2.5 Brompton production
Let's return to the story of the development of the Brompton. Because Ritchie could not sell his idea, he decided to set up his own factory to manufacture the bicycles. He borrowed money from friends (the interest on the loans was a bicycle) to build 50 bicycles of which 20 were for sale. After the increasing complications of the prototyping stage, manufacturing constraints become a powerful influence on the designer:
Bending one top tube is difficult enough, bending 50 is really tiring.
The main tube was positioned higher and a simpler bought-in offset hinge replaced the purpose-built tube hinges. This forged hinge, which was critical to the Brompton's development, was from France. So, detailed design changes were made to the hinging system with some benefits to compactness resulting from positioning the hinge higher in the frame. The telescoping seat pillar was dropped, becoming a single tube, and the frame was braced with a small diagonal cross-beam to give it extra stiffness.
Ritchie continued production with the help of a government loan:
After the first 50 I got a small-firm government loan to produce batches of 50 bicycles; 400 in a year and a half.
Designing and manufacturing low-cost tooling was a harder job for Ritchie than designing the bicycle. There are many design routes to producing a lighter frame or a more easily manufactured frame that are not available to a small batch manufacturer. He had to use soft, mild steel for the main tube as he could not bend stronger alloy steel, and the main tube had an aesthetically ugly kink from the bending process. Plastic parts were not moulded for initial small scale production but machined from solid blocks, and metal plate was drilled, cut and bent. The process is essentially scaled-up craft production.
During this period Ritchie learned from customers and from riding his own bicycle. Indeed, sometimes detailed redesign was necessary in the light of problems and failures brought to his attention by users. The business remained vulnerable, although there was helpful press exposure.
At 8.00 am today, as always, Andrew Ritchie arrived at work on his bike. Mr Ritchie works at Kew. He has a workshop there and he built the bike he arrived on in the workshop. A most remarkable bike it is too. It takes a few seconds to fold it up into a neat package less than 2 ft square which you can pick up and carry anywhere. No other collapsible bike in the world, says Ritchie, collapses so totally and so easily. And it is just as simple to un-collapse it into a bike again. Ritchie, an old Harrovian who read engineering at Cambridge, is 35 and says he is appalled by the amount of his life he has already given to this bike. He had the idea at the beginning of 1976, but it wasn't until early last year that he was able to move into the workshop at Kew and put the bike into production. He had orders for 30 bikes, mostly from friends and friends of friends. These were made and delivered by last March and, to his great relief, they brought in orders for 20 more.

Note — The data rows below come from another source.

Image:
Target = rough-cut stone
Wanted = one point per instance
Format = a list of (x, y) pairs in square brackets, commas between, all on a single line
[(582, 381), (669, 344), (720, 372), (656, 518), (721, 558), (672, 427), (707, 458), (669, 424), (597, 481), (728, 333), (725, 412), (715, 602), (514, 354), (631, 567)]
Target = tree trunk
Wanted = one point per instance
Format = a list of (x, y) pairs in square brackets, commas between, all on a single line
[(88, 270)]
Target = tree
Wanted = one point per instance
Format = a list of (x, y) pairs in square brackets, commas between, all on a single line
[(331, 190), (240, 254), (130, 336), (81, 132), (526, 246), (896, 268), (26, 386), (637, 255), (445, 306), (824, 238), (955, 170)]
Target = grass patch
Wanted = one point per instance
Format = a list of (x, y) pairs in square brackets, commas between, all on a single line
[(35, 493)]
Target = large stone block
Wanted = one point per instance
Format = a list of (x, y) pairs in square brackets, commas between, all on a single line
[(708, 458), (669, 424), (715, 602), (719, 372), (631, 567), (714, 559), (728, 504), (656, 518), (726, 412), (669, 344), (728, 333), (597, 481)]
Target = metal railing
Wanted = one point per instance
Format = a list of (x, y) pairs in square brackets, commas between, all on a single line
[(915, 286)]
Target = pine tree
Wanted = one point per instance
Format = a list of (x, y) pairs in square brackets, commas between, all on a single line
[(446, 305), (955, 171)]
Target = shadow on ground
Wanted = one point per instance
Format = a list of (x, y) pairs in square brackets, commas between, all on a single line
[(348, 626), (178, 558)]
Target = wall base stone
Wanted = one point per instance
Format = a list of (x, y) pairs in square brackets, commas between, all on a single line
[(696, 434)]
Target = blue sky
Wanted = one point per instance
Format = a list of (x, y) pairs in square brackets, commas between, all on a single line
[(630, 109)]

By the time these were made another 30 orders had come in and there was some welcome help from HMG in the shape of a Small Firms Loan Guarantee. So this particular small firm stays bravely afloat in these choppy seas, an example to us all. It currently has a workforce of two – Patrick Mulligan, brazier and Andrew Ritchie, managing director and assembler – and this will increase as orders come in. Meanwhile there are 56 Bromptons – that is what the bike is called – on the road now and 24 more ready for delivery and I can report that Judge Abdela has been seen arriving at the Old Bailey on one, that Lord Fraser of Tulley-Belton, the Scottish Law Lord, rides one, and that Ritchie's bike, No 7 from the production line, got him from South Kensington to Kew and back all through the blizzards. It is, of course, an expensive way of making a bike, and each one costs £195 by the time you have added VAT. But they are extremely slick little bikes, and with only 80 made so far, think of the rarity value.
Changes to manufacturing methods as well as the sourcing of parts necessitated more design work. For example in 1981 the French manufacturer of forged hinges discontinued production so Ritchie stopped batch production and wrote a business plan. After a hiatus of five years, in 1986, Ritchie eventually raised £90 000 from a customer, friends and family. This was only half of the money he needed to go into mass production, but he went ahead anyway.
The drive to design for manufacturability continues apace. A special tool was designed to curve the main tube, which removed the ugly kink. Also in 2000, a power press was installed to allow the use of a higher specification of steel for the main frame member.
A special pedal is used on one side of the bicycle (Figure 26). The pedal folds away so that it does not project from the folded bicycle. This adds a significant cost. The pedal on the other side does not fold, and nestles in a tangle of spokes and tubes when the bicycle is folded. This type of folding pedal is now available from pedal manufacturers and specialised manufacture is no longer needed.
In Figure 27 we show some of the craft-like assembly operations that have been developed over the years to be slick and fast. Further, testing is very important to maintain the product as fit for purpose with its customers with the necessary qualities of durability and reliability. We will look at the important part played by testing in designing and developing products in the next section.
The Brompton bicycle is now an international success story. We first visited the company for The Open University in 1999, and the design and production principles of the company at that time have been retained.